Twenty tips to write a good stored procedure

  • 11. More WHERE clause hints - Avoid unnecessary conditions in the WHERE Clause. You can easily use the first example instead of the second one. The second example uses one extra OR condition which can be avoided using the first example.

    SELECT emp_name FROM table_name WHERE LOWER(emp_name) = 'edu'

    SELECT emp_name FROM table_name WHERE emp_name = 'EDU' OR emp_name = 'edu'

    These two queries are not equivalent, and thus cannot necessarily be substituted one for the other. The first will return a row where emp_name is 'Edu', whereas the second won't. Depending on your requirements that can be a major difference.

  • Paul White (8/10/2009)


    ...unless a RECOMPILE hint is added, in which case the number of rows is available to the optimizer. The deficiency is in the lack of distribution statistics.
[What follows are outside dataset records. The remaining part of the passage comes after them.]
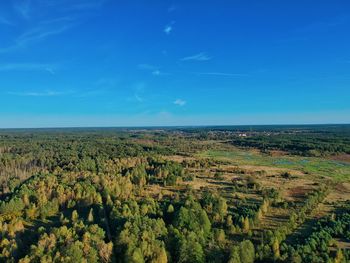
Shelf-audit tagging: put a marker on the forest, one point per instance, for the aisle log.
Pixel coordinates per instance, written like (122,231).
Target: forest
(207,194)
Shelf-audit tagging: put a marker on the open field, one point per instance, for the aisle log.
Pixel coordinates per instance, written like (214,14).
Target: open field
(165,195)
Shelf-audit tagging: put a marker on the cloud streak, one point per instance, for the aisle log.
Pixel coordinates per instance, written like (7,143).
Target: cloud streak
(197,57)
(37,94)
(180,102)
(27,67)
(169,28)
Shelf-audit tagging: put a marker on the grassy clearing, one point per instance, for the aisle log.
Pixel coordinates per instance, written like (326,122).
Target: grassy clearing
(337,170)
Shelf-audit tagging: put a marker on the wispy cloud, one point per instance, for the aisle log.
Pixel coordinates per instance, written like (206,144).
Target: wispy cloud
(155,71)
(222,74)
(34,35)
(27,67)
(169,28)
(197,57)
(38,94)
(86,5)
(180,102)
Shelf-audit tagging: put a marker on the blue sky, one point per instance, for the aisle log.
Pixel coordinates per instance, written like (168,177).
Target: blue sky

    Well, the point the original article made was to use table variables because they don't recompile....

    Plus, while the number of rows total in the table is then known (from the storage engine, interestingly enough), the lack of distribution statistics means that the optimiser's still just guessing as to rows affected by various operators. As far as I can tell, after asking some people about this, is that there's some 'magic number' somewhere in the optimiser code that's used when the total rows in the table is known but the distribution is not. It might be more accurate than guessing 1 row, especially if the data's evenly distributed, but it might not.

    This is not always a bad thing, especially in OLTP queries where loop joins are frequently to be preferred over memory-grant-requiring hashes or merges, and we are often just after the first row.

    But that's only true for smallish row sets. Two large resultsets loop joining is painful.

    If the number of rows is small, the table variable may produce an optimal plan but so, quite likely, will the temp table. And if an OLTP system is crunching thousands of rows to produce one or two, there's something seriously wrong with the queries.

    Table variables are usually fine with small numbers of rows where the optimiser's default estimates are relatively accurate and where plans optimised for 1 row are efficient.

    Editl: I should also mention that the lack of stats is a problem when the table variable is joined to other tables. If all that's been done with the table var is insert into it and then select back all or part, the lack of stats won't have much of an effect. So for a logging table or similar, a table variable is fine.

    btw, merges don't usually require memory grants. Sorts, if one is required to get the rows in order for the merge do, but the merge join itself doesn't unless it's a many-to-many merge join which requires a worktable (in TempDB).

    Gail Shaw
    Microsoft Certified Master: SQL Server, MVP, M.Sc (Comp Sci)
    SQL In The Wild: Discussions on DB performance with occasional diversions into recoverability

    We walk in the dark places no others will enter
    We stand on the bridge and no one may pass
  • jacroberts (8/10/2009)


    ronmoses (8/10/2009)


    10. WHERE clauses - In a WHERE clause, the various operators used directly affect how fast a query can run. Here are the conditional operators used in the WHERE clause, ordered by their performance.

    =, >, =, <=, , !=, !>, !' be much further up the performance list to '!<' as they are both mean exactly the same thing.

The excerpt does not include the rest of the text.